What if he has given up on global warming, too?
He probably doesn’t want to be an animal anymore. My guess is you could bring in Noah’s ark and the groundhog would probably blow it off.
What if over the entire earth not a single groundhog comes out this year? Not to spread conspiracy theories, but that would raise concerns that they may be talking to each other. They may be smarter than we think.
I can handle this! Genetics taught me about the end of the road. I know about stuff like this. I’m related to Jim Bowie. He died in the Alamo.
I am going to get a bottle of my best wine, three wine glasses, a couple of juice glasses for the little ones, and knock on the trap door.
We should be thankful that even though the theaters are closed we still have an alternative opportunity for “the willing suspension of disbelief.”
But what kind of alternative is it? Is it traditional tragedy? Is it comedy? Is it maybe the return of the satyr play — the last play in a Greek tragic cycle that featured all forms of bestiaries like farting and gross sex jokes to send the crowd off to the exits laughing?
This new form of theater doesn’t need a gathered audience. It can be dispensed through the endless dark web, Twitter and other social media, supplemented by Fox and MSNBC.
It’s brilliant. We all watch it. We can’t take our eyes off of it. It has merged “reality TV” with “enlightened self-interest,” but it doesn’t quite work.
It’s not Oedipus Rex: A former president meets democracy at the cross roads and brags the Statue of Liberty loves to be goosed.
It certainly is not like Julius Caesar either, where the Senate rises up to save the republic from a tyrant.
Wait one minute — what if it’s for a new kind of audience?
What does this new kind of theater provide?
It’s not just surround sound, it’s surround reality. Can’t get much better than that. Who needs those big crowded noisy theaters when you can keep your headset on and go to your own bathroom?
Regrettably, this new kind of theater may not be good for traditional theater. In traditional theater, the producers fight for money to put up their shows and maybe one out of five return a profit to investors. But with the recent “Trump Bump,” polarization is making everybody money, including MSNBC and Fox News.
This new audience is happiest when it is angry at somebody else because that’s what keeps the political parties flush with money and the audience shoveling more and more into campaigns, congressional healthcare, and retirement.
If you don’t know who is running the Republican Party, don’t ask — just watch the impeachment proceedings.

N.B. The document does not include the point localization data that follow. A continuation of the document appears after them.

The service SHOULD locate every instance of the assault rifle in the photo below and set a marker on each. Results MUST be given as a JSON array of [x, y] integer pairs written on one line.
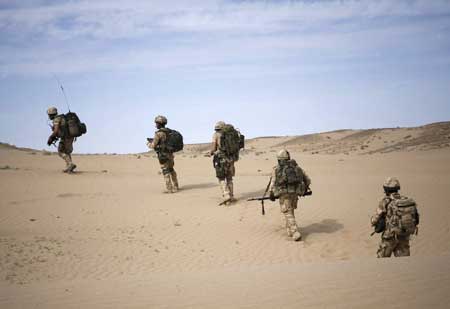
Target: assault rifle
[[265, 198]]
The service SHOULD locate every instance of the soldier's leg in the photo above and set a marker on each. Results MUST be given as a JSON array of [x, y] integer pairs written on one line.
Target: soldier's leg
[[166, 173], [386, 247], [225, 189], [288, 204], [69, 150], [62, 152], [231, 172], [230, 187], [173, 175], [402, 248]]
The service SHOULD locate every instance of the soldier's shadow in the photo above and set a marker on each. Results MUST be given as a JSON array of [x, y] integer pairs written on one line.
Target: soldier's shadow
[[248, 195], [199, 186], [327, 226]]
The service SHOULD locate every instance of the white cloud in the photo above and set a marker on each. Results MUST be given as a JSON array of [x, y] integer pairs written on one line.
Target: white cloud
[[83, 36]]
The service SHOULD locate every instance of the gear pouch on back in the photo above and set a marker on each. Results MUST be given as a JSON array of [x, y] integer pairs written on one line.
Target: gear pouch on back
[[163, 158]]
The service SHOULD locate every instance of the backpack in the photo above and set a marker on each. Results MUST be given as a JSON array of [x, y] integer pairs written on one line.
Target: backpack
[[174, 140], [231, 142], [402, 217], [74, 127], [289, 178]]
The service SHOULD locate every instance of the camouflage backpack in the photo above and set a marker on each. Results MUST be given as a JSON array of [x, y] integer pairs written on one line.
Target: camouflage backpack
[[289, 178], [402, 217], [174, 140], [230, 142], [75, 127]]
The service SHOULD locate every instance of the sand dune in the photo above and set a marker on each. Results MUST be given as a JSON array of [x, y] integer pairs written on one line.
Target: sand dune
[[108, 237]]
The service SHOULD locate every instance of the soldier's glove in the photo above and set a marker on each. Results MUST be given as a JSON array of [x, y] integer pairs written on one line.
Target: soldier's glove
[[272, 197]]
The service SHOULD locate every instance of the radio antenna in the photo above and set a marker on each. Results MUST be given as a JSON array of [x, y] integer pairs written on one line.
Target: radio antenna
[[62, 89]]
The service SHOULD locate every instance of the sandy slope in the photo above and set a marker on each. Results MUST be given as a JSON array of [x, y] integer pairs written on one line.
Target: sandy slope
[[109, 237]]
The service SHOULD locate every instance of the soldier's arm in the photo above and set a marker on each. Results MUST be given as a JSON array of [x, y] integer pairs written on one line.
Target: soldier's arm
[[214, 144], [272, 180], [156, 141], [54, 135], [306, 179], [380, 212]]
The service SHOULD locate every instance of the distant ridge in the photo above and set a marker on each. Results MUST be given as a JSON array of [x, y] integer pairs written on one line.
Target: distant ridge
[[346, 141]]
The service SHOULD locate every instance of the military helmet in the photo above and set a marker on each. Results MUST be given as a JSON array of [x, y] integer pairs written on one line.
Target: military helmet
[[161, 120], [52, 111], [391, 183], [219, 125], [283, 155]]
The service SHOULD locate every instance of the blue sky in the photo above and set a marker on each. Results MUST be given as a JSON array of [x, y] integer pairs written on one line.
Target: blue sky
[[269, 67]]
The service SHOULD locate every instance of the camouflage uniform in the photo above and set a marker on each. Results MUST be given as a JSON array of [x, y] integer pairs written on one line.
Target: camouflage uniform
[[391, 242], [166, 160], [227, 168], [65, 146], [289, 200]]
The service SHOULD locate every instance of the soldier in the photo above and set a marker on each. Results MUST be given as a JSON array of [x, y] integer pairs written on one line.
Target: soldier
[[397, 219], [224, 162], [165, 157], [288, 182], [59, 130]]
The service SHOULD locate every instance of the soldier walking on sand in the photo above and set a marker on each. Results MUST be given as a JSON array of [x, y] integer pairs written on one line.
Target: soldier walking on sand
[[288, 182], [165, 155], [396, 218], [59, 130], [226, 143]]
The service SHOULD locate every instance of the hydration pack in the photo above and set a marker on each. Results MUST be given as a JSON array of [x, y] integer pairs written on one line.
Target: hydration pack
[[231, 141], [74, 127], [402, 217], [174, 140], [289, 178]]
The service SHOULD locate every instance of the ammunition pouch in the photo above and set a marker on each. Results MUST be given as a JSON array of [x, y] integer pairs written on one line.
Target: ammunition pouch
[[163, 157], [380, 225], [219, 166], [168, 170]]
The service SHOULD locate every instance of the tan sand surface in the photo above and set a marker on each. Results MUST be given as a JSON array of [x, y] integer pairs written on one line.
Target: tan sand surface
[[107, 237]]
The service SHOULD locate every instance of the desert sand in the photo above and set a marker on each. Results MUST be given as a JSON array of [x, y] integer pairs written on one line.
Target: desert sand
[[108, 237]]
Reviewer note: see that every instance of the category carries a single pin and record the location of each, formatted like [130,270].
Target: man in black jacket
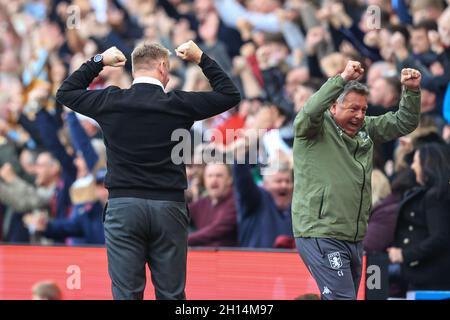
[146,218]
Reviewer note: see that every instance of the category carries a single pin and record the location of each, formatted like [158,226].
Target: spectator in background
[213,217]
[264,213]
[85,221]
[46,290]
[383,217]
[422,240]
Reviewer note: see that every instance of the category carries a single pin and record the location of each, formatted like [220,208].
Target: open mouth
[355,125]
[283,193]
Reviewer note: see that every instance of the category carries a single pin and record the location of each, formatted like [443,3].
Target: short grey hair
[353,86]
[147,54]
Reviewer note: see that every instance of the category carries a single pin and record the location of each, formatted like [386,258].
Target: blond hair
[146,55]
[46,290]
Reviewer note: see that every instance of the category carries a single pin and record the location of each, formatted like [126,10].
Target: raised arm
[393,125]
[224,96]
[309,120]
[73,92]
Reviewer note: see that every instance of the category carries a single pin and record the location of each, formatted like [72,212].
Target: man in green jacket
[333,150]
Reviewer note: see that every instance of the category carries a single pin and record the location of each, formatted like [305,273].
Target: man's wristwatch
[98,58]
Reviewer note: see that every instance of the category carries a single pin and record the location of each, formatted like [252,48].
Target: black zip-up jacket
[138,124]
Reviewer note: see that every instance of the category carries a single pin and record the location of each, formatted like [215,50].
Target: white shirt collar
[150,80]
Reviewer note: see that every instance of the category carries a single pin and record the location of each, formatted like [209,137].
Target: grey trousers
[336,265]
[139,232]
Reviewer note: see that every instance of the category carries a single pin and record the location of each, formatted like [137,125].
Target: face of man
[419,41]
[46,170]
[350,113]
[280,186]
[217,181]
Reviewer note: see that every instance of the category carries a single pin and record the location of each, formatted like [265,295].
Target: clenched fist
[410,78]
[114,57]
[353,70]
[189,51]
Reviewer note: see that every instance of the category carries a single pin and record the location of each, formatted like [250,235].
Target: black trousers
[336,265]
[139,232]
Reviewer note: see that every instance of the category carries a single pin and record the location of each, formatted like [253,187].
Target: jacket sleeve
[23,197]
[81,141]
[73,92]
[438,240]
[224,96]
[309,120]
[396,124]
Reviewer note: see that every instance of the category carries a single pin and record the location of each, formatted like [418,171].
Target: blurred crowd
[278,52]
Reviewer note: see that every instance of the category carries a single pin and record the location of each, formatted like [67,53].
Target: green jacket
[332,171]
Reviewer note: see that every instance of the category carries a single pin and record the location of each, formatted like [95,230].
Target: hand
[353,70]
[314,37]
[189,51]
[36,221]
[410,78]
[395,255]
[398,44]
[7,173]
[114,57]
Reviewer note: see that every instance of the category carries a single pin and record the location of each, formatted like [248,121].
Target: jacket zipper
[362,189]
[321,204]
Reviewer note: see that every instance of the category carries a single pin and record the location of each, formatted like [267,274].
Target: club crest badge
[335,260]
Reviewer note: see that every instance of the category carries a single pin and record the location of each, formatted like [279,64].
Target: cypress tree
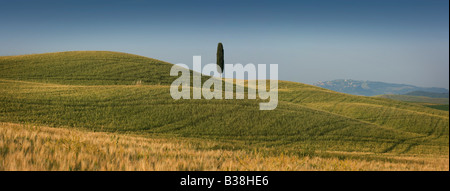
[220,60]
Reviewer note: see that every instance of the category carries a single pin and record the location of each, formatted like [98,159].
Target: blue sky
[398,41]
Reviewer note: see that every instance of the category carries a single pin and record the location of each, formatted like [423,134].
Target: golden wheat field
[27,147]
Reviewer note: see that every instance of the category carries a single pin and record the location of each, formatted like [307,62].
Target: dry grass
[26,147]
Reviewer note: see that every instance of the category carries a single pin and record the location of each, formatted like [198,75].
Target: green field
[97,91]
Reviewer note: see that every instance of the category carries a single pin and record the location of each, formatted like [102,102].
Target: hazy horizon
[405,42]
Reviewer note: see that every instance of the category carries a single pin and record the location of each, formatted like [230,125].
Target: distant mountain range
[428,94]
[371,88]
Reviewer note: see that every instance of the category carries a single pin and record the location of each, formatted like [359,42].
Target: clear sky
[398,41]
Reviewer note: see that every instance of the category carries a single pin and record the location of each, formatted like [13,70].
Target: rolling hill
[370,88]
[428,94]
[97,91]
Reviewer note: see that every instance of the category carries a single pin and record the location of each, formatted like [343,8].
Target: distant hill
[97,91]
[370,88]
[428,94]
[420,99]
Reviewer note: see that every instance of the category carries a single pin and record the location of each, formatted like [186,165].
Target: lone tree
[220,62]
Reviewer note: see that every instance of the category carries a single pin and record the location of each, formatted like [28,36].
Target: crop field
[98,106]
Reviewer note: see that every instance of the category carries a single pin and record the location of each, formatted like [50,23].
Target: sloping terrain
[97,91]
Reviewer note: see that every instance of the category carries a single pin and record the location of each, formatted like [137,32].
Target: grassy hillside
[69,149]
[97,91]
[428,94]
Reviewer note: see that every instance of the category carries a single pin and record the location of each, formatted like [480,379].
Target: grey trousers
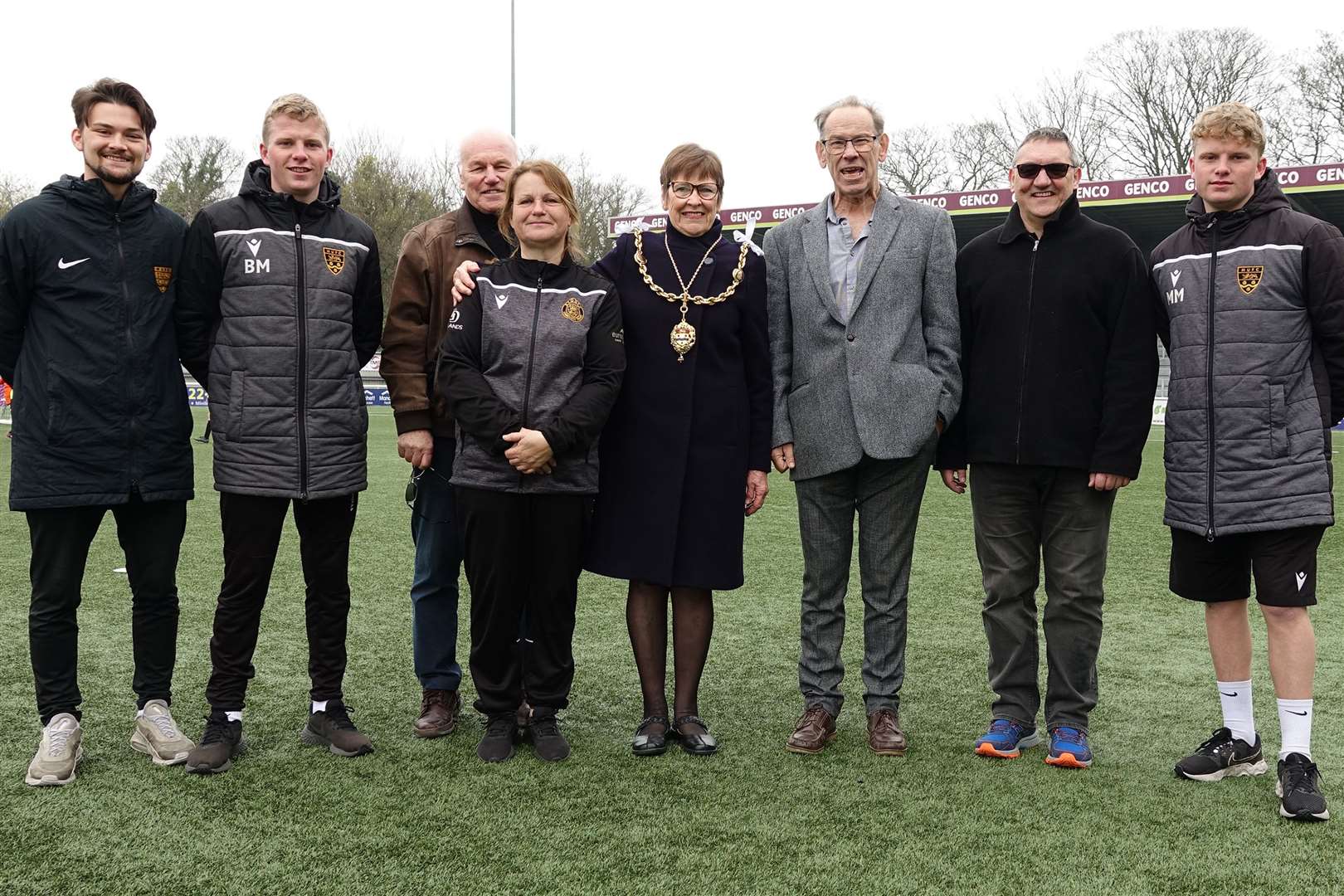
[1025,514]
[888,496]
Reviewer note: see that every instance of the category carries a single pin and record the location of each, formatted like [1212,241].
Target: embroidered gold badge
[335,260]
[1249,277]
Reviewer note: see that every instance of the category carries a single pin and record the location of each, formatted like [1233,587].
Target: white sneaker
[158,735]
[58,754]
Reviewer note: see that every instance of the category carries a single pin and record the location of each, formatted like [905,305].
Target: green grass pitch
[427,817]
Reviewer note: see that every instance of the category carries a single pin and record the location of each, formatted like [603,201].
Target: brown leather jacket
[417,314]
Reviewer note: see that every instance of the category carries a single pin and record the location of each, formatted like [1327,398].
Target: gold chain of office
[683,334]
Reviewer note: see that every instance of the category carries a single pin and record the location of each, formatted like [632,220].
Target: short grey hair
[850,102]
[1053,134]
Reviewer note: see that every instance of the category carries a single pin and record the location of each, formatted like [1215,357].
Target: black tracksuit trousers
[251,525]
[151,535]
[523,553]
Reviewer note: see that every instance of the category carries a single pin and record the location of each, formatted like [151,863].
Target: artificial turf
[427,817]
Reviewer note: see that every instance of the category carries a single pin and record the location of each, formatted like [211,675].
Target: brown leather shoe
[815,730]
[884,735]
[438,713]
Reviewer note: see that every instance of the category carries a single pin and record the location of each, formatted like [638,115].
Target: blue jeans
[438,558]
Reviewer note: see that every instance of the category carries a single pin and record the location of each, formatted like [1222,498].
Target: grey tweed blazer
[878,384]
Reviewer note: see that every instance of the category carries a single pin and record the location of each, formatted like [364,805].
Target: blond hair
[1230,121]
[295,105]
[558,183]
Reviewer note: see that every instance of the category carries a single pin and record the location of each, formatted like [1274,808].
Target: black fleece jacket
[1058,358]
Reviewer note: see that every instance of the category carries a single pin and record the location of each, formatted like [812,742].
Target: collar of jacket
[546,271]
[90,195]
[257,184]
[1266,197]
[468,234]
[1014,227]
[704,241]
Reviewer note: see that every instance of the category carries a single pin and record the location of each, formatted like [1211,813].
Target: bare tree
[916,162]
[195,173]
[388,191]
[1159,80]
[12,191]
[979,153]
[1311,128]
[1071,104]
[598,197]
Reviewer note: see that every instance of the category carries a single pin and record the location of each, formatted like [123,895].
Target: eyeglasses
[1055,169]
[863,143]
[683,190]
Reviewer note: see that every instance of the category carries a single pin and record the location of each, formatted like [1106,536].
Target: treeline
[1131,106]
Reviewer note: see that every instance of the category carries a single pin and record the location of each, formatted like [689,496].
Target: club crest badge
[1249,277]
[335,260]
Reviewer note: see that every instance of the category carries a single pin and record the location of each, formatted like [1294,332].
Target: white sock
[1294,722]
[1238,713]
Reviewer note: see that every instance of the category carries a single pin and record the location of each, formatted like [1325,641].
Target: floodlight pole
[513,101]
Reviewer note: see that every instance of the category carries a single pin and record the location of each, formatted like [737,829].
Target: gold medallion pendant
[683,334]
[683,338]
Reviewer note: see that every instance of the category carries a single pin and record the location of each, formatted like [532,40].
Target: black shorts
[1283,563]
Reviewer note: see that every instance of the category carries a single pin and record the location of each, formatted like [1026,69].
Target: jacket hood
[91,195]
[1266,197]
[257,184]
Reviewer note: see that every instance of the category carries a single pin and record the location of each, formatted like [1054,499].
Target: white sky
[621,80]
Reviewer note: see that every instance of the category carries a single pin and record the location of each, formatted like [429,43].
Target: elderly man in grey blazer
[864,343]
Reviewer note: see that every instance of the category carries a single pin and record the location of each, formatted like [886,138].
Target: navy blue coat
[682,437]
[86,338]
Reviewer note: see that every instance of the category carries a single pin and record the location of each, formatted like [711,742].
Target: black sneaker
[1298,789]
[1224,757]
[500,737]
[221,742]
[548,740]
[334,730]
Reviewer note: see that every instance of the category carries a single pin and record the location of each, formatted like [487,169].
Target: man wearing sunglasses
[1252,312]
[1059,367]
[417,320]
[863,340]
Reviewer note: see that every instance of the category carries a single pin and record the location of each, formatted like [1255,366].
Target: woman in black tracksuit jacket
[531,366]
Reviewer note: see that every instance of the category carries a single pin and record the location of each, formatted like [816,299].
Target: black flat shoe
[695,744]
[650,744]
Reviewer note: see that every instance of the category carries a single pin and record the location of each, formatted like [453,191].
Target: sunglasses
[1055,169]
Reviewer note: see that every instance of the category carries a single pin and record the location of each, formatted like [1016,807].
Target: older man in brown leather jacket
[417,316]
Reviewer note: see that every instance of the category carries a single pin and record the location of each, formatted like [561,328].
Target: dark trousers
[151,536]
[438,561]
[886,496]
[1025,514]
[523,553]
[251,528]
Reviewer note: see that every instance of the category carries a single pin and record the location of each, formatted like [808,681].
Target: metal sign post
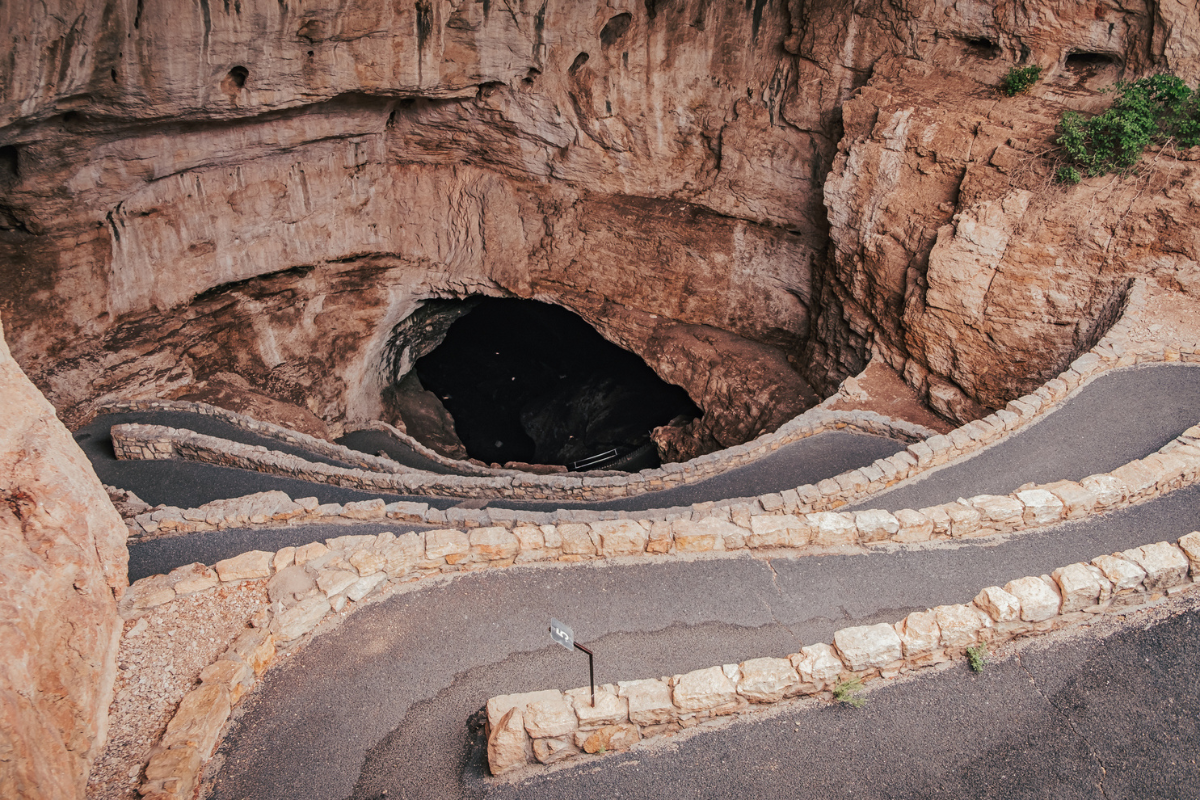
[564,636]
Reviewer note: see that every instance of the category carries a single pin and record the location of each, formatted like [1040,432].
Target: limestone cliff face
[750,196]
[63,561]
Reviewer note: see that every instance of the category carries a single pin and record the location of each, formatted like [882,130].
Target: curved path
[381,702]
[371,710]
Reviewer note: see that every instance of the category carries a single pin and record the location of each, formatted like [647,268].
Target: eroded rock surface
[63,564]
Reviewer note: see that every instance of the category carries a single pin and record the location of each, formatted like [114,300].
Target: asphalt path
[1117,419]
[382,702]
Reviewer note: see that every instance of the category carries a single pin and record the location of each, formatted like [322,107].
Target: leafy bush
[1019,79]
[1158,108]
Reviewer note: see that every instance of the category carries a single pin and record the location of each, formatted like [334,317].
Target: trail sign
[565,636]
[562,633]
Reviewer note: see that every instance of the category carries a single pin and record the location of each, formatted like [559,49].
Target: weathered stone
[817,663]
[767,680]
[301,618]
[778,530]
[199,717]
[237,677]
[1165,565]
[649,701]
[621,537]
[255,564]
[612,738]
[493,543]
[550,717]
[1038,601]
[918,633]
[334,582]
[447,545]
[876,525]
[551,751]
[1081,585]
[508,746]
[1122,573]
[868,645]
[703,689]
[1001,606]
[832,529]
[959,624]
[1041,507]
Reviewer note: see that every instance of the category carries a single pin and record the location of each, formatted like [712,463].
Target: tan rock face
[63,564]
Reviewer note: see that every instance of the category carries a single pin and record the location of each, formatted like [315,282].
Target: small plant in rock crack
[1019,79]
[977,656]
[850,692]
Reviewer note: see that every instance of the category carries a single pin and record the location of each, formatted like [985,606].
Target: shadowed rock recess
[283,209]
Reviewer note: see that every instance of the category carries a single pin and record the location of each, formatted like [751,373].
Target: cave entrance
[533,383]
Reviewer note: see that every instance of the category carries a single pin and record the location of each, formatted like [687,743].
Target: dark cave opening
[529,382]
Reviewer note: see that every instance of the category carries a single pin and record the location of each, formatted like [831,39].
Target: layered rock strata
[63,565]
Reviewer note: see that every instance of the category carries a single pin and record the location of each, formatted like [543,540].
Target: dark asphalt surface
[1119,417]
[382,702]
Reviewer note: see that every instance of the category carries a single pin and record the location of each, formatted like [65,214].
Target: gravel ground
[156,667]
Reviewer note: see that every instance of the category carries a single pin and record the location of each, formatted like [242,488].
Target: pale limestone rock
[407,551]
[1077,500]
[959,624]
[310,552]
[778,530]
[817,663]
[373,509]
[576,540]
[1165,565]
[334,582]
[551,717]
[1108,491]
[612,738]
[237,677]
[1122,573]
[501,704]
[1081,585]
[367,561]
[832,529]
[609,709]
[508,746]
[1191,546]
[364,587]
[551,751]
[445,545]
[702,690]
[301,618]
[1041,507]
[1038,601]
[199,717]
[283,559]
[876,525]
[493,543]
[649,701]
[868,645]
[1001,606]
[255,564]
[767,680]
[918,633]
[915,527]
[621,537]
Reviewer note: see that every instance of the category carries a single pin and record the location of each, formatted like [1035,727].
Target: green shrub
[1067,175]
[850,692]
[1158,108]
[1019,79]
[977,656]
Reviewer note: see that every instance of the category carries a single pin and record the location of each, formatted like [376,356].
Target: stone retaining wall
[541,728]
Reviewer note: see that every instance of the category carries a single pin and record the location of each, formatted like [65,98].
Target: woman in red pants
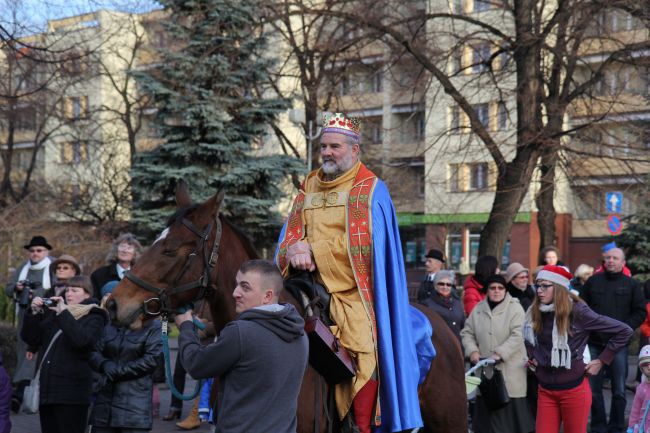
[556,330]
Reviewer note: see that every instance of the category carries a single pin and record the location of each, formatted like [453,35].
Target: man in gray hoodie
[260,357]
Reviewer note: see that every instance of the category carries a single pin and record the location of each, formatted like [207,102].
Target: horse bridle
[162,295]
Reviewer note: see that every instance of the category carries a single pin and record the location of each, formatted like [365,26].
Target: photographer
[30,280]
[65,375]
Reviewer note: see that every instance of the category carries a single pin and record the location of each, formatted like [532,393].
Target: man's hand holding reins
[180,318]
[300,256]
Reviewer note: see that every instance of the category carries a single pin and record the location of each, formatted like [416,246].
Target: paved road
[30,423]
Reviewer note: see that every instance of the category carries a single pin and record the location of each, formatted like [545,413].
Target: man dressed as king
[343,228]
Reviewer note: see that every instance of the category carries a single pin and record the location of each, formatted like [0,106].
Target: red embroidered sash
[359,233]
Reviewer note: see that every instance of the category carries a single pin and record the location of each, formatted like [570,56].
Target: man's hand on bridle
[184,317]
[300,257]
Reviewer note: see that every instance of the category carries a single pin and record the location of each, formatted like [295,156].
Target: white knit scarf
[45,281]
[561,352]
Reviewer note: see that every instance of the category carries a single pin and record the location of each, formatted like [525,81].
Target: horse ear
[183,198]
[217,199]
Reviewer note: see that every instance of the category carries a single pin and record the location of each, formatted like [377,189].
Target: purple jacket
[583,322]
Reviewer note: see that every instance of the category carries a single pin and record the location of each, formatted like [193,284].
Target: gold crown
[342,124]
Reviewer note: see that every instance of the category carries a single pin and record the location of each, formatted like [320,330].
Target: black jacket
[126,359]
[451,310]
[614,295]
[525,297]
[425,290]
[101,276]
[66,377]
[261,358]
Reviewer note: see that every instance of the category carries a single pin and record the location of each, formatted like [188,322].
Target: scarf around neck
[40,266]
[560,352]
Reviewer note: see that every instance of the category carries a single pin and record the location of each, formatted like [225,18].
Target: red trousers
[568,406]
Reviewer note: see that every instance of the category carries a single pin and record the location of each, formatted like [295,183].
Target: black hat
[38,241]
[496,278]
[435,254]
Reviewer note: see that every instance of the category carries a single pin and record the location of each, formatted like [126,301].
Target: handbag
[326,355]
[493,388]
[32,393]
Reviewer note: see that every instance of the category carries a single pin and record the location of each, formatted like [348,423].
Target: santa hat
[556,274]
[644,356]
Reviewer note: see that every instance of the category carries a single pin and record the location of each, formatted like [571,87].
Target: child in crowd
[638,417]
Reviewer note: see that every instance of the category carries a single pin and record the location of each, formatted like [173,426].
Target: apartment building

But please don’t expect an answer, because right now I’m not sure if the Republican Party knows.
The only thing for sure is that the audience will be “hangry” — hungry for anger — the perfect couch potato entertainment.
After the Super Bowl and maybe “60 Minutes,” I’m sure they will let the lions out of the Colosseum and we can watch Rome burn.
It is a satyr play and we may be the actors, not the audience, but we are still free… to leave laughing.